That is why they are pushing ASN.1 for wireless apps, but for the internet at large I contend that the complexity introduced by ASN.1 (and debugging problems) greatly outweigh the bandwidth benefits, especially if you consider using a seperate compression layer.

Re:ASN.1 is evil (3, Informative)

eigenhead (245821) | more than 13 years ago | (#2167619)

Its tha devils spawn I tell ya. Its extremely complex and hard to debug.

Having worked with ASN.1 and CMIP I can certainly state that most examples for ASN.1 data types I've seen (M3100 and that lot) are far too complex (too many CHOICE, ANY values). But I still think ASN.1 and BER/PER are a decent way to efficiently encode data in a platform-independent manner. ASN.1 data types can be really simple or really complex, so blame the designers defining complex types in ASN.1 not the notation itself.

The whole reason the net has taken off so quickly is the simple, open and clear protocols used.

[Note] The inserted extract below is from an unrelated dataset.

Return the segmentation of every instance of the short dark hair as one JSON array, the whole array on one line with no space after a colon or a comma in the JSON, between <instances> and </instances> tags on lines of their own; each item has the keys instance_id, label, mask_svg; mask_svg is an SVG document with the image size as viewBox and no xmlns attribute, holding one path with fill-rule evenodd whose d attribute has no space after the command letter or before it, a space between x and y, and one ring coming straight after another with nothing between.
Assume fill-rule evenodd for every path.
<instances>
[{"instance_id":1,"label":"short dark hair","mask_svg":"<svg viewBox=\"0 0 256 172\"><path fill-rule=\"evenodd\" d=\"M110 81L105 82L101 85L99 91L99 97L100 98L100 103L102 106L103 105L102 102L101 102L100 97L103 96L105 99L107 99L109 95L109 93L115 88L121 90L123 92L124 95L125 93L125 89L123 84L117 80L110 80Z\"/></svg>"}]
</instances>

You need to debug your email server? Just telnet in and talk to it! With ASN.1 you need a compiler to make each damn data packet.

I think it is only fair to state that a lack of good (I mean open and free, of course) ASN.1 decoders/encoders contributes to the lack of widespread adoption of technologies like ASN.1. Not that tools like SNACC are all that bad, but were good tools around in the early days of ASN.1? Certainly CMIP never had good free toolkits.

The standards bodies play a role here. Making sure you advocate for your standard early on and doing your best to promote good open reference implementations goes a long way towards helping a standard gain widespread adoption.

I think SNMP is a good example of how ASN.1 can be used effectively. Just because ASN.1 allows for complex types doesn't mean people have to build complex types into their standards/protocols.

I'm growing tired of the "I've got the world on a String" school of data typing ;->

Sometimes efficient, compact encoding/decoding is just what the solution calls for, whether it is ASN.1 BER/PER or the OMG IDL using CDR.

Not likely... (-1)

Brad Andrews (18226) | more than 13 years ago | (#2167470)

The compression seems to be due to a pre-existing tokenized form of data rather than some universal ".zip for your web page" type thing. If I figure out that I can query your server faster by throwing a rock at you and asking how it is than by remote administration tools, does that mean I've created some miracle compression and should be able to deliver full motion video if I just use a bigger rock?

Typo. (1)

mborland (209597) | more than 13 years ago | (#2167471)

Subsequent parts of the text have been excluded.